“A poet who reads his verse in public may have other nasty habits.”   – Robert Heinlein
Mark Heinlein reads his poem “It’s Sunday Night And The Forecast Predicts Clouds and Rain And The Alarm Is Set For Four” to help celebrate Poetry Month 2012 at San Jose State’s Legacy Day. The reading helped honor the death of Adrienne Rich, and Mark reads a poem by the fine poet Phyllis Koestenbaum, a Bay Area writer and former classmate of Ms. Rich’s at Radcliffe University. Phyllis’s poem “Proust” is included in her prose-poem collection Doris Day and Kitschy Melodies.

Here I am reading a poem from Everything We Call Ordinary:



My youth was spent no further than a quarter mile from some 7-11 where I could buy Hershey’s Score bars, cherry-root-beer-suicide Slurpees,Star Wars, packs of Topps baseball cards with their thin wafer of pink gum each.

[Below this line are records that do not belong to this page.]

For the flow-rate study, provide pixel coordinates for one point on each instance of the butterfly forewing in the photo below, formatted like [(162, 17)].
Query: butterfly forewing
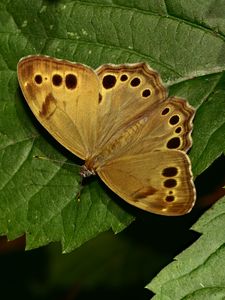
[(64, 98)]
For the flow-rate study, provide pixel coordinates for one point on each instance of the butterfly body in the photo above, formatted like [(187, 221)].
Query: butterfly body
[(121, 122)]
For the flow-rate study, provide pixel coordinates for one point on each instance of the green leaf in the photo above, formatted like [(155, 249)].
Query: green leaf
[(184, 41), (198, 272)]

I’ve never known summer evenings without yellow street lights robbing the night sky of the endlessness of stars. When I lived in Richland, Texas, every summer fewer and fewer fireflies lit the front yard on summer evenings we’d walk to the all-night Tom Thumb to buy Pop-Rocks, Dr. Pepper or Chico-Sticks.

Now I live a block from Taco Bell, Baskin Robin’s, Safeway, a 76 station, but I never walk to shop. I get in the truck, drive over for sliced ham sandwich meat, two-scoop sundaes, or 7-layer burrito, Pepsi and Mexi-Melt. I walk to lose weight, too fat to run, too fat to ride a bike, too fat to Jazzercise (do they do that anymore?), too fat to tie my shoes without losing my breath bending over. Is this what I expected all those years of carefree summers? Is this what my life

amounts to? All those years turning-two at second and drag bunting for base hits through high school and college. I remember limping off the diamond the last time, it was sunset, I saw an owl swoop down from a branch and snag a mouse. I pulled a hamstring. I thought, I’ll never have to worry about this again. That night I got drunk on Mickey’s wide mouths, screwed my roommate’s girlfriend’s roommate (everyone wanted to), and thought, I’ll write poetry for a living, then thought, You rotten son-of-a-gun, you’re gonna live forever.